Kırdığım kapıdan içeriye giren askerlere baktım. Nedense yeniden öfkelenmeye başlıyordum. Askerler etrafımızı sararken hiçbir şey yapmadım.

Öndeki asker bize yolu gösterirken Tyler sayesinde Werosim'i yavaş yavaş yürütmeye çalıştık. Merdivenlerden bir kat çıkıp karşılıklı kapıların olduğu bir koridora geldik. Askerin önünde durduğu kapıya baktım. Bizim geçmemiz için beklediğini anladığımız zaman içeriye girdik.

Oda da ilgiyi çeken büyük yatağa Werosim'i yatırdık. Tyler ve Nola ile dışarıya çıktık. Askerler ikisini karşı odaya kadar eşlik ettikleri zaman içeriye girene kadar onları izledim. Askerler gittikten sonra onları buraya çağıracaktım. Tabii askerler kapıda nöbet tutmazlarsa.

Yeniden odaya girdim. Werosim'i yatağa sırt üstü uzandırmaştık.

Yatağın üstüne oturup yüzüne baktım. Bilinci açıktı ama haraketleri o kadar yavaştıki baygın gibiydi. Yavaşça terleyen yüzünü sildim. Üstüne giymiş olduğu gömleği çıkarmaya başladım. Göğsünü tamamen çıplak bırakıp yatağın üstüne serili olan örtü ile terini silmeye başladım.

Elimi yavaşça sol göğsüne, izin üstüne bastırdım.

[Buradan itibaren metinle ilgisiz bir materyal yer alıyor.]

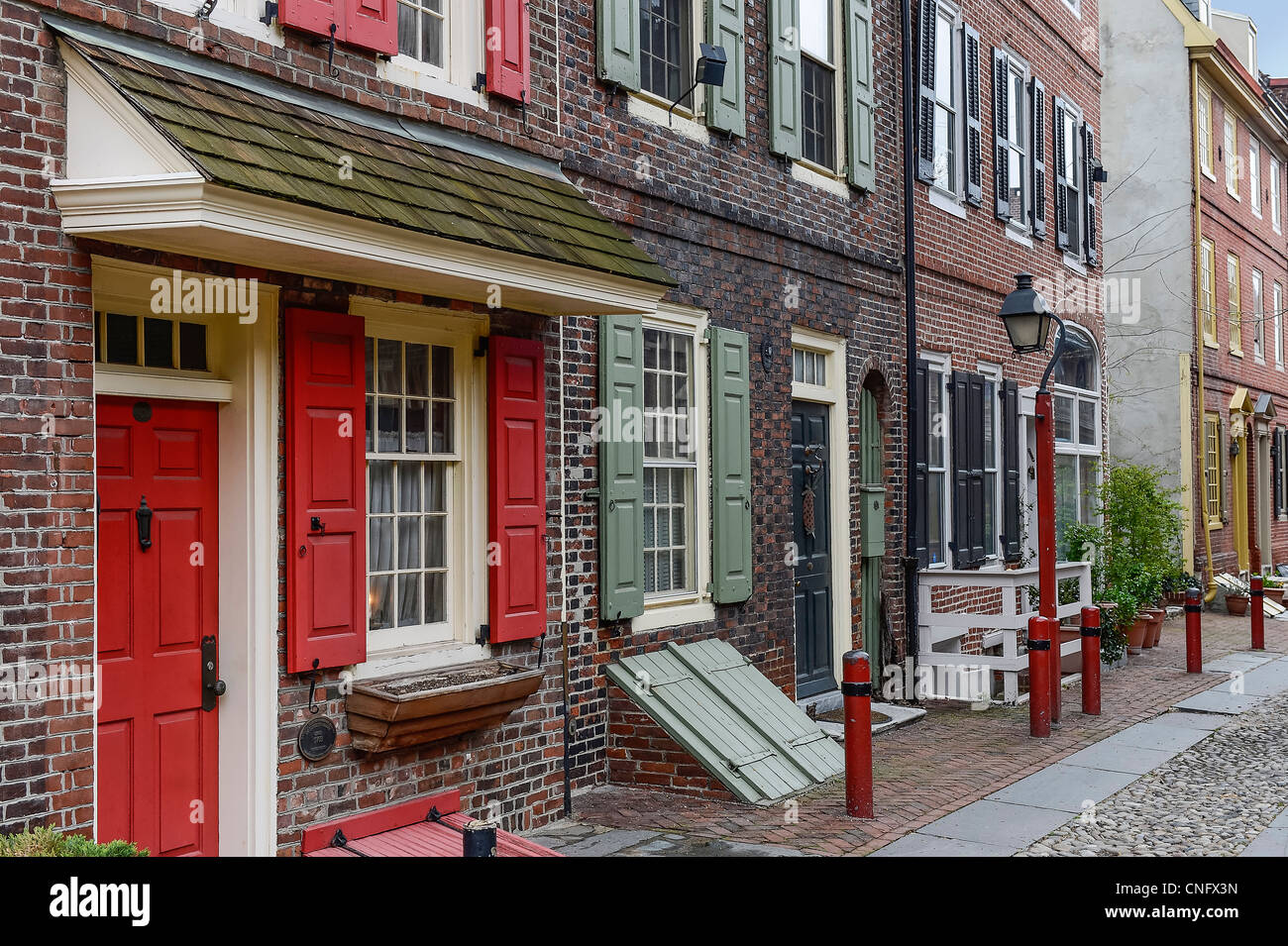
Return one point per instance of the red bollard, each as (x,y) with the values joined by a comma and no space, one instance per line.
(1039,678)
(1091,661)
(857,692)
(1258,614)
(1193,631)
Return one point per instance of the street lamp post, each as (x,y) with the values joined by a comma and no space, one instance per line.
(1028,322)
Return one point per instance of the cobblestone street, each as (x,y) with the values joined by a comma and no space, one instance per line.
(923,773)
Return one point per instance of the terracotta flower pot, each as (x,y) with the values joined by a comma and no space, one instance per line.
(1136,635)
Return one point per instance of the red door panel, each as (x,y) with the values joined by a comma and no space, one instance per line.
(158,751)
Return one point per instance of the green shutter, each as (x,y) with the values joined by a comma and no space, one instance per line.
(785,78)
(859,89)
(618,34)
(730,465)
(726,106)
(621,467)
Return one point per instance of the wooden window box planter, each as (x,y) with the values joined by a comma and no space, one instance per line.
(413,709)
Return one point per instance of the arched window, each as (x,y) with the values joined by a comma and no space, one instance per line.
(1077,430)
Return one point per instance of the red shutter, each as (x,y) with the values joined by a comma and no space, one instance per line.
(313,16)
(506,44)
(516,488)
(373,25)
(326,597)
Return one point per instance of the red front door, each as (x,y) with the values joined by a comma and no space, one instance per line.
(158,597)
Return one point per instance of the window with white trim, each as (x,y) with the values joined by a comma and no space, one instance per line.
(670,464)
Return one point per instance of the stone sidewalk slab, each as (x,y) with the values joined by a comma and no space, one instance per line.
(930,846)
(1119,757)
(1064,788)
(997,824)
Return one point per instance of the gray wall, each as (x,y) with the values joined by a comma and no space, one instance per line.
(1147,227)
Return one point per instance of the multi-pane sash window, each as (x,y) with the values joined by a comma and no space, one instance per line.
(1232,264)
(818,82)
(670,464)
(411,413)
(1207,284)
(1254,174)
(666,40)
(945,103)
(423,30)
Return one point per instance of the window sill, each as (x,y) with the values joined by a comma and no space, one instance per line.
(683,124)
(674,613)
(947,202)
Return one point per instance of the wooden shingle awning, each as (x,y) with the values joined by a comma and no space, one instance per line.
(420,828)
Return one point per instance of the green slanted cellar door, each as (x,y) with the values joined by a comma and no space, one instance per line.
(730,718)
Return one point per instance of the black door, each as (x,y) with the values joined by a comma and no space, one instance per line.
(812,537)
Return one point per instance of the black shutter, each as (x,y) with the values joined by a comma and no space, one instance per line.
(1089,189)
(1010,517)
(1038,159)
(1060,155)
(919,434)
(974,117)
(926,94)
(1001,106)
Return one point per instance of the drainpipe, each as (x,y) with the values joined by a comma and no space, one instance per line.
(1198,336)
(910,296)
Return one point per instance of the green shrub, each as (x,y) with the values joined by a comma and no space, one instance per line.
(46,842)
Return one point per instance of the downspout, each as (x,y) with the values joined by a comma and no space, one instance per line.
(910,301)
(1198,335)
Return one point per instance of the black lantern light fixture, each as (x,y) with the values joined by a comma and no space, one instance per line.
(708,71)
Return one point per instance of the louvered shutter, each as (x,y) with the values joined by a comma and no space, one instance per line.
(971,102)
(516,488)
(1060,155)
(617,37)
(859,112)
(726,104)
(506,50)
(1089,189)
(1039,166)
(1012,533)
(621,467)
(373,25)
(926,94)
(730,465)
(326,596)
(919,434)
(785,78)
(1003,151)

Yavaşça eğilip,
"Werosim iyi olacaksın sevgilim. Çok iyi olacaksın," deyip alnını öptüm.

Sertçe çalınan kapı ile kaşlarım çatıldı.
"Gelme," diyerek kapıya doğru bağırdım. Werosim'in çıplak göğsüne örtüyü sardım.

Gelme dememe rağmen açılan kapıya döndüm. Kraliçenin arkasında gördüğüm yaşlı kadın içeriye girdi. Saçlarının beyazı gri rengine dönmüştü. Yüzünde özellikle göz ve dudak çevresinde kırışıklıkları fazlaydı. Küçük, çekik gözledi vardı. Gözlerinin rengi saçları gibi griydi. Gri rengin etrafını saran siyah bir çizgi olmasaydı anlaşılmazdı bile. Giymiş olduğu beyaz elbisenin kuşağını belinde bağlamıştı. Çok zayıf ve sağlıksız bir görüntüsü vardı. Bu kraliçe kadını beslemiyor muydu acaba?
"Gelme demiştim ama pek bir önemi yokmuş." Kinayeli sesim onu pek etkilemiyormuş gibi omuz silkip bana doğru adımlamaya başladı.

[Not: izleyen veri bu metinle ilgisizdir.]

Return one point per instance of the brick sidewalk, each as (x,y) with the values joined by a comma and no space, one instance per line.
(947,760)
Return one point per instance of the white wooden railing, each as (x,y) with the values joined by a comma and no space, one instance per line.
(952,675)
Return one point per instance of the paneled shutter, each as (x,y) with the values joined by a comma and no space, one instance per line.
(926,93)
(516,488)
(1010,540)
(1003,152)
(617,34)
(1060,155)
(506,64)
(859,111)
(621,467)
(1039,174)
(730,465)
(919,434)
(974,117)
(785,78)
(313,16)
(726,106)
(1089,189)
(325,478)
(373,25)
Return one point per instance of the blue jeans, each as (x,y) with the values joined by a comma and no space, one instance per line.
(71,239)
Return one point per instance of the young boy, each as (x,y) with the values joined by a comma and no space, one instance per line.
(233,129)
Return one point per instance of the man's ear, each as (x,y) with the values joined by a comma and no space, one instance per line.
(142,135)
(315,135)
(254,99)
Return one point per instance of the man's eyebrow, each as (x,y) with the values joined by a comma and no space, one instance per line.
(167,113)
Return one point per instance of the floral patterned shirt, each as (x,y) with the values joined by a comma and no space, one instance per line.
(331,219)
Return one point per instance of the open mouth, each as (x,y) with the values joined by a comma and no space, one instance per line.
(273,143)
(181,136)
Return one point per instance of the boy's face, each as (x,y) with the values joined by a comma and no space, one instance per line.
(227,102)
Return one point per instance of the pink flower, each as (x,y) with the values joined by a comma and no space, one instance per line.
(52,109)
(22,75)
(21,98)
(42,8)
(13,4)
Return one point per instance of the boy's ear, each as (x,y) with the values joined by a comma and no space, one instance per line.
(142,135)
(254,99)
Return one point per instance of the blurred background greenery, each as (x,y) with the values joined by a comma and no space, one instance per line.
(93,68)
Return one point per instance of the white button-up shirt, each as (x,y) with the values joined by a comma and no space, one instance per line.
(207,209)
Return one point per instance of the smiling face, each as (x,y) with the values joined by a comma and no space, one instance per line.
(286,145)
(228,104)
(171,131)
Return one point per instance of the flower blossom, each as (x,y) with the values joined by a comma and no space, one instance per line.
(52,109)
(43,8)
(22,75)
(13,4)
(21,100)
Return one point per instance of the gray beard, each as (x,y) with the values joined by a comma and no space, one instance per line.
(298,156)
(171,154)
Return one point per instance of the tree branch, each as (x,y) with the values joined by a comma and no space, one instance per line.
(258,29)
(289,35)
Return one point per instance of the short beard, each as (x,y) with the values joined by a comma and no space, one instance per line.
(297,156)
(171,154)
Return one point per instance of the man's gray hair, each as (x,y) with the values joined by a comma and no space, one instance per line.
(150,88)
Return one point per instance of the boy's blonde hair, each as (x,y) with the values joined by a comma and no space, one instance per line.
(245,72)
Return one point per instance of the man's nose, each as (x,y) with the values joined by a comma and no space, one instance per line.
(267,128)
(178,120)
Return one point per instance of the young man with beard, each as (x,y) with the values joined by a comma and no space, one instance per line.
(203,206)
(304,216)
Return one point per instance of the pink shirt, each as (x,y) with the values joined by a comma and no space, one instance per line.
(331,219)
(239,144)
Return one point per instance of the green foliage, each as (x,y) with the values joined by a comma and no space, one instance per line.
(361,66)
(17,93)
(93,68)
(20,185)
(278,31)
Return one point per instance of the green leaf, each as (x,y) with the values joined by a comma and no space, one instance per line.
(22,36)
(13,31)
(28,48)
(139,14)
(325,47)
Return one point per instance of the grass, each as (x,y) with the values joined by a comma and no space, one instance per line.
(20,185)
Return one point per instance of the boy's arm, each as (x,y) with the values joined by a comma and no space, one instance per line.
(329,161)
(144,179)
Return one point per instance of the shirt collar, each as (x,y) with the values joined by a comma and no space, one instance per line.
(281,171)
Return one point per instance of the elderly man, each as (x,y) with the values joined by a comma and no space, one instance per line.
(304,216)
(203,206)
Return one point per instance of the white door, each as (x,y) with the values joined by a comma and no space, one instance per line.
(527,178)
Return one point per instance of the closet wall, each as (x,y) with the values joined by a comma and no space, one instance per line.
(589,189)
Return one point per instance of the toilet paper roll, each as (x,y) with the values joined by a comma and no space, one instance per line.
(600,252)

Tam önümde durup yatakta uzanan Werosim'e baktı.
"Kocanı bu durumdan kurtarmak istemiyor muydun?" Onun gözlerine baktım. Gözlerinden bedenime doğru soğuk rüzgarlar esiyormuş gibi hissediyordum.
"Nasıl yapacaksın?" Ona hiç güvenmiyordum. Kadın alayla gülüp başını iki yana salladı.

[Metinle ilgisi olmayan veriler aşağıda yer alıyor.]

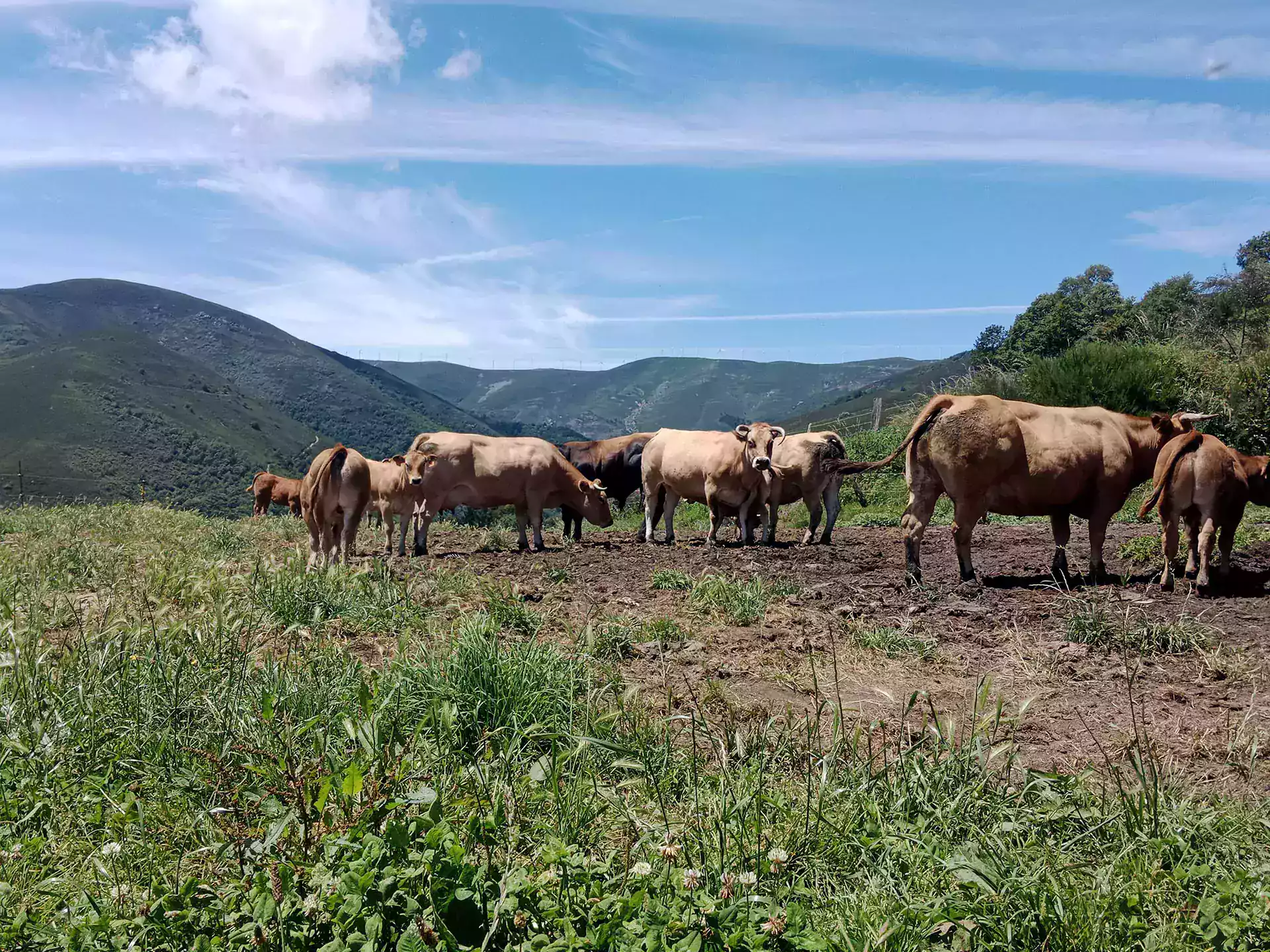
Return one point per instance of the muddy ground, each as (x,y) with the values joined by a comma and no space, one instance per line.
(1203,710)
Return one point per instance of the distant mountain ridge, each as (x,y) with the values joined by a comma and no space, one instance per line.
(661,391)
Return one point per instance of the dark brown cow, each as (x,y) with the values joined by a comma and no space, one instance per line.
(267,488)
(1208,484)
(614,462)
(1015,459)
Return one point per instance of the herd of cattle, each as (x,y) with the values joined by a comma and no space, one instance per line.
(987,455)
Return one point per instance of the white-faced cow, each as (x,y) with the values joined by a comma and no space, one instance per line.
(1015,459)
(726,470)
(1208,484)
(333,496)
(468,469)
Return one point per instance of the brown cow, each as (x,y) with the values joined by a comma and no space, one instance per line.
(333,496)
(267,488)
(1015,459)
(1202,480)
(393,494)
(724,470)
(615,462)
(478,471)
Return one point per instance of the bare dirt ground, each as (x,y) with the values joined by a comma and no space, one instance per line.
(1203,711)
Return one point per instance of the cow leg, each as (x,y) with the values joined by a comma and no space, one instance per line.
(523,518)
(1191,546)
(1061,524)
(832,504)
(1206,551)
(1097,537)
(917,516)
(1169,545)
(813,520)
(668,504)
(964,517)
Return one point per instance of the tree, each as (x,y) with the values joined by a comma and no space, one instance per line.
(1255,249)
(1087,306)
(991,340)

Avucunu açıp uzun ince bir şişeyi bana uzattı. Ona ters bir şekilde bakıp,
"Önce sen biraz içeceksin." Kesin çıkan sesimle bir an durdu. Kocamın iyi olmasını istediğim kadar onun güvenliğini de korumalıydım.
"Eğer hasta değilsen bunu içip hasta olursun." Omuz silktim. Bu kadın beni aptal mı sanıyordu?
"Hayır, yalan söylemeyi bırak. Eğer hiçbir şeyin yoksa; içtiğin şey bir iyileştirme iksiri gibi bir şeyse, emin ol sana bir şey olmaz." Kesin sesim onu duraklattı.

Şişeyi açıp açtığı avucuna bir iki damla damlatıp diliyle yaladı. Bu görüntü bir an midemi kaldırsa bile kadın başını kaldırıp bana baktı.
"Neyse ki aptal değilsin. Sorguluyorsun," deyip şişeyi bana uzattı.